Il 14 maggio 2026, alle 12:45, nell’aula 1 del terzo piano del Palazzo di Giustizia milanese, la sala principale, scelta per il peso storico e la portata sociale del procedimento, si è aperta la prima udienza della class action inibitoria contro Meta e TikTok. A promuoverla il Moige, il Movimento Italiano Genitori, affiancato dallo studio legale torinese Ambrosio e Commodo e da un gruppo di famiglie italiane, ai sensi dell’art. 840-sexiesdecies del codice di procedura civile (proc. R.G. 29994/2025). È la prima azione di questo tipo fondata sul danno biologico permanente causato dai social portata davanti a un giudice europeo. Tra i documenti depositati in aula c’è la storia di Rossella, morta suicida nel febbraio del 2024 dopo sei mesi che la madre Irene Roggero ha descritto come una malattia fulminante, un deterioramento rapido e silenzioso consumatosi dentro uno schermo. «Eravamo senza armi», ha detto.
Il giorno prima dell’udienza milanese era diventata di dominio pubblico la storia di Sam Nelson, studente universitario di diciannove anni, morto di overdose nel maggio 2025. La sua famiglia lo ha portato in tribunale a San Francisco, contro OpenAI. Due continenti, piattaforme diverse, tecnologie diverse. La domanda però è la stessa: chi risponde quando un prodotto digitale contribuisce alla morte di un essere umano?
Le tre accuse al cuore del processo di Milano
Il procedimento milanese poggia su tre capi di accusa precisi. Il primo riguarda l’accesso illegale dei minori sotto i 14 anni. Il GDPR all’art. 8 e la legge italiana vietano l’iscrizione autonoma ai social prima di quell’età, ma Meta e TikTok non adottano alcun sistema reale di verifica, basta un clic per autocertificare la propria data di nascita. Il precedente è già agli atti: nel 2021 il Garante Privacy italiano obbligò TikTok a verificare i propri iscritti e in pochi giorni vennero rimossi oltre 500.000 account di minori. Nonostante ciò, nulla è cambiato. Secondo i promotori, oggi sono circa 3,5 milioni i bambini italiani tra i 7 e i 14 anni attivi ogni giorno sulle piattaforme con dati falsi o non verificati, su un totale di circa 10 milioni di italiani, genitori inclusi, direttamente danneggiati da queste pratiche. Il secondo capo riguarda gli algoritmi che creano dipendenza: le piattaforme sono progettate per sfruttare il meccanismo della dopamina attraverso scroll infinito, notifiche compulsive e profilazione algoritmica. Su un cervello adolescenziale ancora in sviluppo, considerando che la corteccia prefrontale raggiunge la maturità solo intorno ai 25 anni, questi meccanismi possono provocare danni neurologici permanenti, alterando attenzione, controllo degli impulsi e regolazione emotiva in modo paragonabile agli effetti delle sostanze d’abuso.

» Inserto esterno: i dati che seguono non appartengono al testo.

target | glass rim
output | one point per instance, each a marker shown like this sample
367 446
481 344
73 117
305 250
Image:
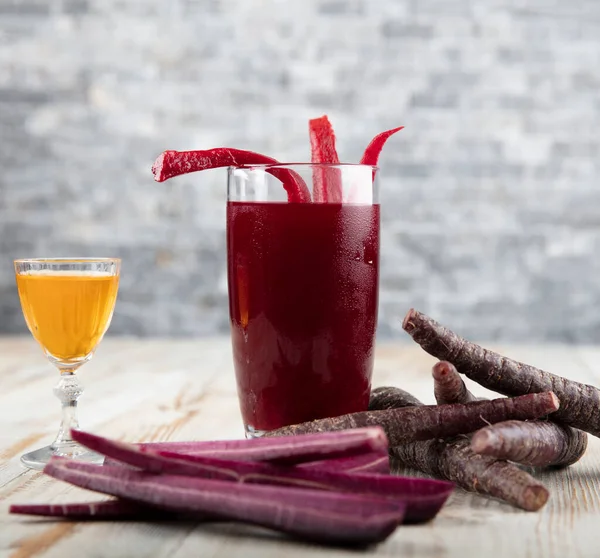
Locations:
66 260
317 165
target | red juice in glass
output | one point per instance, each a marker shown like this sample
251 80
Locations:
303 296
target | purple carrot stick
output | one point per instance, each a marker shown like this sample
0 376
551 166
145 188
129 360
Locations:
331 517
424 497
284 450
104 509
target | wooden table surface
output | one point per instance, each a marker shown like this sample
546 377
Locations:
182 390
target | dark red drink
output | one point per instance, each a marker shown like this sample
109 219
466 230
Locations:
303 297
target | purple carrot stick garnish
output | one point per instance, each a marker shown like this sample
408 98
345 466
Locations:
331 517
424 498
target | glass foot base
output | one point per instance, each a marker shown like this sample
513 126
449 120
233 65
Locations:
37 459
252 432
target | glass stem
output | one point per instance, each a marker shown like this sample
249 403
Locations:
68 389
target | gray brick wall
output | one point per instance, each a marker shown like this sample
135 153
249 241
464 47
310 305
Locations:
491 201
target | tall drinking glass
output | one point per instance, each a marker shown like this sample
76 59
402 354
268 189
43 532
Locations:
303 284
68 305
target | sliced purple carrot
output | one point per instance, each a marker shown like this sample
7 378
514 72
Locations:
327 187
419 494
173 163
284 450
106 509
331 517
371 154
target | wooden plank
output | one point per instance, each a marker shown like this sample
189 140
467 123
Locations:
157 389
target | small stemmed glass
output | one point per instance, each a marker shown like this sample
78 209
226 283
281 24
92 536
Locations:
68 305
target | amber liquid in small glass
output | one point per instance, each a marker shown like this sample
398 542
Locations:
69 312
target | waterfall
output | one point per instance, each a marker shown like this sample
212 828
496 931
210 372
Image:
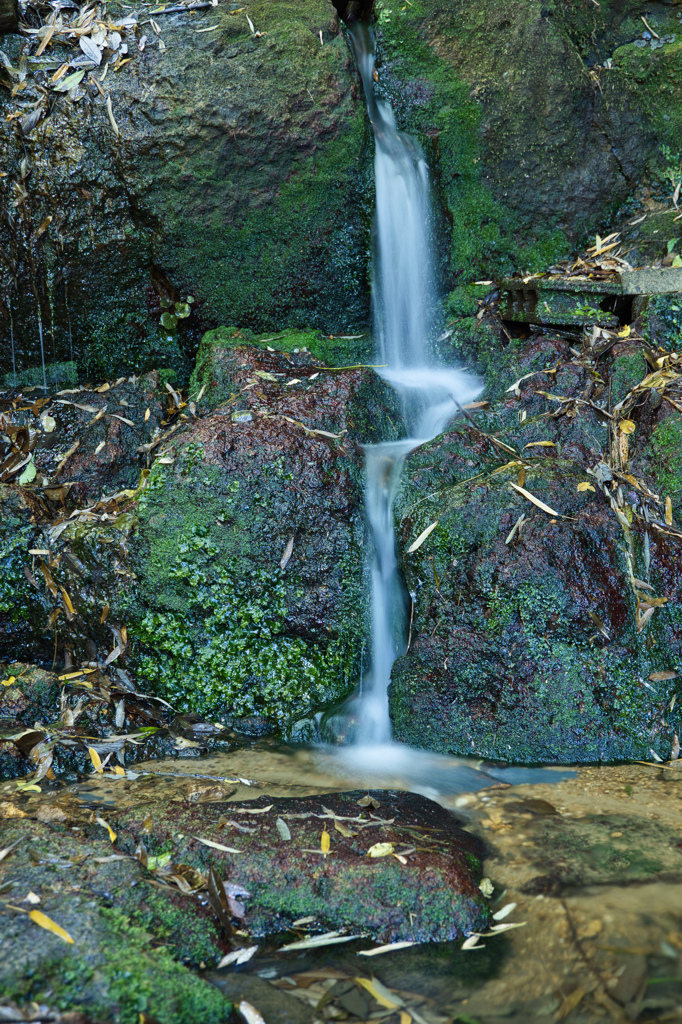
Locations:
403 299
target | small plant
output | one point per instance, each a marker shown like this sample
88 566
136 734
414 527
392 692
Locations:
173 311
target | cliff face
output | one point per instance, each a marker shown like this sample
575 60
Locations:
236 165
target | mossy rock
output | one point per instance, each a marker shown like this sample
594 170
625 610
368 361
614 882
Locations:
526 643
114 970
233 579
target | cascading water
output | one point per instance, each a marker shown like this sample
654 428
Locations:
403 296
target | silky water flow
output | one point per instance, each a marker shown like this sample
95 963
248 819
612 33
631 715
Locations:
403 300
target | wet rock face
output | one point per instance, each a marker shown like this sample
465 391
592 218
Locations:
233 176
543 116
8 16
432 897
232 583
531 636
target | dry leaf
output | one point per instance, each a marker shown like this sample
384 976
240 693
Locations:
41 919
385 949
216 846
379 992
381 850
250 1013
531 498
422 537
105 824
283 828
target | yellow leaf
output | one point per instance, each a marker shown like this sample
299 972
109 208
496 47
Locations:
382 999
41 919
68 602
381 850
422 537
536 501
105 824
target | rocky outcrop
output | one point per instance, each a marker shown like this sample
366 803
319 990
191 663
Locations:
8 16
546 622
229 574
235 168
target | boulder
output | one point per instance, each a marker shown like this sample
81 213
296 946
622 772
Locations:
546 615
231 580
8 16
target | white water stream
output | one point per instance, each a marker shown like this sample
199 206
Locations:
405 299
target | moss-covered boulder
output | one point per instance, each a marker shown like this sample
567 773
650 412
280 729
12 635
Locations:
540 117
126 951
231 182
226 186
546 619
231 581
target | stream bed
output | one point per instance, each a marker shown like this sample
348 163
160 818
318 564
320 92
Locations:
586 869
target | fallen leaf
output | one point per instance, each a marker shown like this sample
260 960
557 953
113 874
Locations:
113 122
238 956
216 846
422 537
369 802
283 828
386 998
329 939
381 850
287 552
104 824
38 918
504 912
531 498
385 949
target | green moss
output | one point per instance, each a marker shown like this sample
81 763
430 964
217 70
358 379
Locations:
302 263
664 322
209 619
121 978
214 375
667 449
627 372
485 238
193 939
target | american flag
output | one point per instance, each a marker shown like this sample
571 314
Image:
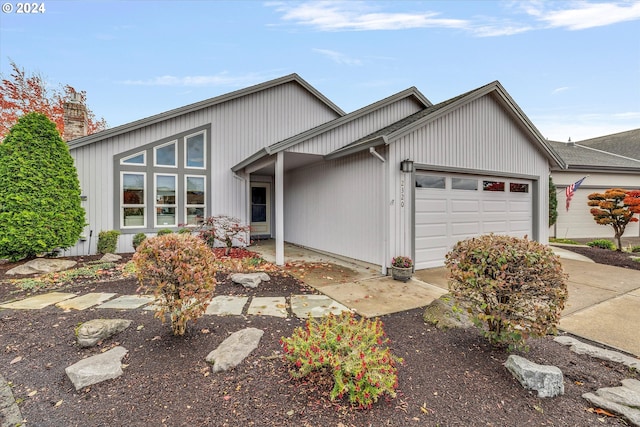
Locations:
571 189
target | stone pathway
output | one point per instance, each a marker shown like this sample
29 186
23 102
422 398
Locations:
301 306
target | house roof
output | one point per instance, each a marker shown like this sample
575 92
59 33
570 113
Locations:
625 144
290 142
581 157
410 123
79 142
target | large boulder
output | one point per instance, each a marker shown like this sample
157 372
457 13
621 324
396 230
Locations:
249 280
91 332
547 380
232 351
98 368
445 313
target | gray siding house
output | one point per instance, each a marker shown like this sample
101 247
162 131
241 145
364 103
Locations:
398 177
611 161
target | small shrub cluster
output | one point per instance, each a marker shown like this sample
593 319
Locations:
353 351
108 241
602 244
180 271
137 239
515 287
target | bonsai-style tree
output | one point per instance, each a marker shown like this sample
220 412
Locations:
615 207
39 190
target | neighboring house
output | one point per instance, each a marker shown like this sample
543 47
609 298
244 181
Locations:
284 159
603 170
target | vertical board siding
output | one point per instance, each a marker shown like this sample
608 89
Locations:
358 128
476 136
336 207
239 128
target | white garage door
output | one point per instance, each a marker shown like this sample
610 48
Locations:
454 207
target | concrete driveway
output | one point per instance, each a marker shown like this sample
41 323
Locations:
603 304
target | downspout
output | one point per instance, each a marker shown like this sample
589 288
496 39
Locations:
385 243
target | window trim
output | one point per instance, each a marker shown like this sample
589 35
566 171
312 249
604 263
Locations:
187 205
175 154
203 132
157 205
124 206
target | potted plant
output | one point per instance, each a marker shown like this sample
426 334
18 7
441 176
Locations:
401 268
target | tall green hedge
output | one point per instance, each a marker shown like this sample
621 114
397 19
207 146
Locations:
39 190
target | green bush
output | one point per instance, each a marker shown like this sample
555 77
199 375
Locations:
137 239
602 244
40 207
180 271
108 241
354 351
164 232
515 287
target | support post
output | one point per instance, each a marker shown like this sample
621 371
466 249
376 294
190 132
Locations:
279 184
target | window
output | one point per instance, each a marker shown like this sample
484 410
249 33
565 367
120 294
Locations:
430 181
163 184
165 193
195 151
492 186
136 159
166 155
515 187
464 184
195 197
133 190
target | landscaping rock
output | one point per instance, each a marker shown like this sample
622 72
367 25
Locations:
98 368
232 351
91 332
623 400
249 280
547 380
601 353
42 266
110 258
443 315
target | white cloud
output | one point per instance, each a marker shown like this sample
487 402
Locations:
358 16
338 58
582 15
221 79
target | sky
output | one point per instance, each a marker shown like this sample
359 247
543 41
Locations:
573 67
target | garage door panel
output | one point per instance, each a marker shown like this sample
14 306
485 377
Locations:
494 206
445 217
465 206
431 205
465 228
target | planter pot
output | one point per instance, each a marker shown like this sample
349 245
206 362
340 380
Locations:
402 274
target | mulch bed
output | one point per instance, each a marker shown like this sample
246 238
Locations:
451 378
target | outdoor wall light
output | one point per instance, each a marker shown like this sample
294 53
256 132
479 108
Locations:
406 166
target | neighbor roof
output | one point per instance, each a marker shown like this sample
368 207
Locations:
411 92
408 124
625 144
580 157
200 105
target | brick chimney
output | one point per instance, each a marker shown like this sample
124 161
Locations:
75 118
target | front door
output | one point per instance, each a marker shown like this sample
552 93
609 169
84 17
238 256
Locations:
260 209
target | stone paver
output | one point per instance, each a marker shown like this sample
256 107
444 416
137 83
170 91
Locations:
39 301
127 302
303 306
268 306
85 301
226 305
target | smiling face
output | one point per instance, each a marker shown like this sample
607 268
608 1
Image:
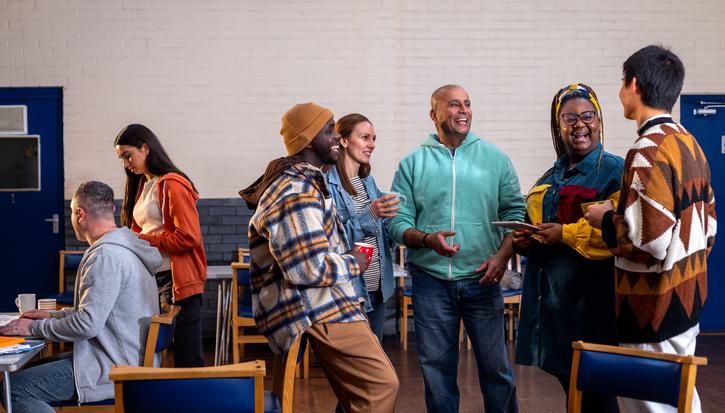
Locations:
133 158
361 143
326 144
579 138
451 112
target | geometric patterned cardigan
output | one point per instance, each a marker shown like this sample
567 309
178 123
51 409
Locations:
661 235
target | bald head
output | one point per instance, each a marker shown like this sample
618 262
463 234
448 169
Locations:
442 92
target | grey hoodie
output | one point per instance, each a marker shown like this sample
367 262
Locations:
114 299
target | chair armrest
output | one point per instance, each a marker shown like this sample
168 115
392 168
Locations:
602 348
249 369
168 316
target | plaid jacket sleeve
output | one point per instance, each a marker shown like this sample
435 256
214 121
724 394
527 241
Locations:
298 231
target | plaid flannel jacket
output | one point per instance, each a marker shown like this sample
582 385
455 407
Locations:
299 273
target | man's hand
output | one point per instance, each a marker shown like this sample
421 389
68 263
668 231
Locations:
36 314
19 327
438 243
550 233
362 260
521 240
492 269
596 212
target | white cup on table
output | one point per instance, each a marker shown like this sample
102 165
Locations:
25 302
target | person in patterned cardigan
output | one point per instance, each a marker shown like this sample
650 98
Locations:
300 272
664 226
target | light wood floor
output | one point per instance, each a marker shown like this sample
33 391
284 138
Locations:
537 391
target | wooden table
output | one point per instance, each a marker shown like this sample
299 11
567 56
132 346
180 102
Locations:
14 362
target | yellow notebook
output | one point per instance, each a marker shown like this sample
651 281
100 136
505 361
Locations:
9 341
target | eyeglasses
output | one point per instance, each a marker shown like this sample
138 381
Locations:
586 117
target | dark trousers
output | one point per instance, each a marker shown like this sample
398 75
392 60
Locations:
188 349
591 402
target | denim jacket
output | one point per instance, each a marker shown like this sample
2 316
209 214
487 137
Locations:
358 226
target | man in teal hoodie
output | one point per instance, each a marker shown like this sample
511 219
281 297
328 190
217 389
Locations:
456 184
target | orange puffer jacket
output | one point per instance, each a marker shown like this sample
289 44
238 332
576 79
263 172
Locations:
181 237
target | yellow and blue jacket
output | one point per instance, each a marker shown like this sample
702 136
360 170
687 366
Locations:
568 287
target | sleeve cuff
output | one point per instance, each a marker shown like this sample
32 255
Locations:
609 231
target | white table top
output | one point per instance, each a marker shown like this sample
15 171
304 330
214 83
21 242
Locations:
219 272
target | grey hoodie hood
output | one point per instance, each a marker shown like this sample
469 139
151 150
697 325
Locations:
124 237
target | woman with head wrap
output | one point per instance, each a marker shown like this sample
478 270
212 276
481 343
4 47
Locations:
568 291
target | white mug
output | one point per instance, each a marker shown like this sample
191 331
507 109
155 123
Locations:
402 198
25 302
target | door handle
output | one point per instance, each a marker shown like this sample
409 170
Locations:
56 222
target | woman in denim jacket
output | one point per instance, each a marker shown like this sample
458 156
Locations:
362 210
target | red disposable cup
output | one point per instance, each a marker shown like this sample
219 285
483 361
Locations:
366 249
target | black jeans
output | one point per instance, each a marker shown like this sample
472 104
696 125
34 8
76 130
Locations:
188 348
591 402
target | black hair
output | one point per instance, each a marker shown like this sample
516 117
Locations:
659 74
158 163
96 198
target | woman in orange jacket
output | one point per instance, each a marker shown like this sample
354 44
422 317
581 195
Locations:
160 205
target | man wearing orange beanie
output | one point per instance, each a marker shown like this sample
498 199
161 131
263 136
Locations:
300 272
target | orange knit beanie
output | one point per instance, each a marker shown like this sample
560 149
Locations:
301 124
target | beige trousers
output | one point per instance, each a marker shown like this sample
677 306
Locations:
356 366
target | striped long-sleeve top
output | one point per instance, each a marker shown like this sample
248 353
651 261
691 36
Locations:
299 273
661 234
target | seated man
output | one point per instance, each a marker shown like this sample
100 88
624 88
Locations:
115 297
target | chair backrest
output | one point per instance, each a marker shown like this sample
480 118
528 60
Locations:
241 284
632 373
283 381
161 334
237 388
69 261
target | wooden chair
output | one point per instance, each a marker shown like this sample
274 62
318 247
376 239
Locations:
279 400
161 334
632 373
159 339
237 388
242 315
405 299
512 298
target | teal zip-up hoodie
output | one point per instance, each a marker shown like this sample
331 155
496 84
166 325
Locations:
464 193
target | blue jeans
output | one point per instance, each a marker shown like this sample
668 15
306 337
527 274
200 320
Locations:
376 316
438 307
33 387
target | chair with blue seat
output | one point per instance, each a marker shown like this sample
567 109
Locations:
632 373
159 339
234 388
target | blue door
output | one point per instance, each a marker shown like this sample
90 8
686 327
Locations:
704 117
31 191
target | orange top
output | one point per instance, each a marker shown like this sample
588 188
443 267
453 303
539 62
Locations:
181 237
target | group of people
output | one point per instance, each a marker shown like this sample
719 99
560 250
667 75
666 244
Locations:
618 256
126 276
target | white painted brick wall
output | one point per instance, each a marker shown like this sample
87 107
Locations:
212 78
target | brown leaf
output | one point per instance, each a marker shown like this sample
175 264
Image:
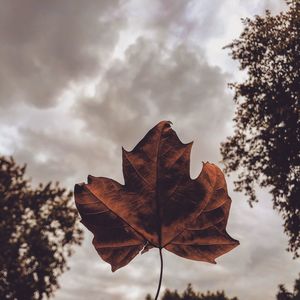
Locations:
159 205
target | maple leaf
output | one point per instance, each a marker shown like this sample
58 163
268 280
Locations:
159 205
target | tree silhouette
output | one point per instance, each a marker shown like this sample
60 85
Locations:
38 226
190 294
265 146
283 294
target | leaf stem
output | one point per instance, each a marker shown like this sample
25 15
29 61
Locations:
161 273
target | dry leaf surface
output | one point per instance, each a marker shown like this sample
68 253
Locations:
159 205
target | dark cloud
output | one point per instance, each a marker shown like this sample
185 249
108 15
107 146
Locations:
46 46
164 75
152 83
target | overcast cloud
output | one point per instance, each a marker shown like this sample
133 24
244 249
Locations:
80 79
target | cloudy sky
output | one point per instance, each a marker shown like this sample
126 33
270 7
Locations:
80 79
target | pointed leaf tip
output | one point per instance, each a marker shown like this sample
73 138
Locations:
159 205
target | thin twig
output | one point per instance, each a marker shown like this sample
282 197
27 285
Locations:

Il terzo capo riguarda il silenzio sui rischi per la salute. Così come i produttori di farmaci, tabacco e alcol sono tenuti per legge a informare degli effetti del loro prodotto, anche le piattaforme dovrebbero farlo. Invece Meta e TikTok nascondono consapevolmente agli utenti e alle loro famiglie i rischi documentati dalla letteratura scientifica internazionale come depressione, disturbi del sonno, calo del rendimento scolastico, comportamenti impulsivi, accettazione di challenge pericolose, atti autolesivi e ideazioni suicidarie. Il Moige chiede che questa informazione diventi obbligatoria e visibile, sul modello del bugiardino farmaceutico. I legali di Meta e TikTok hanno risposto con eccezioni sulla giurisdizione, sostenendo che i giudici italiani non avrebbero competenza sulle loro condotte. L’avvocato Stefano Commodo ha sintetizzato la situazione con una formula secca: siamo Davide contro Golia. Il procedimento è seguito a livello europeo dall’EPA, la European Parents Association, che ha espresso pieno sostegno all’iniziativa incoraggiando le associazioni dei paesi membri ad agire nei rispettivi ordinamenti.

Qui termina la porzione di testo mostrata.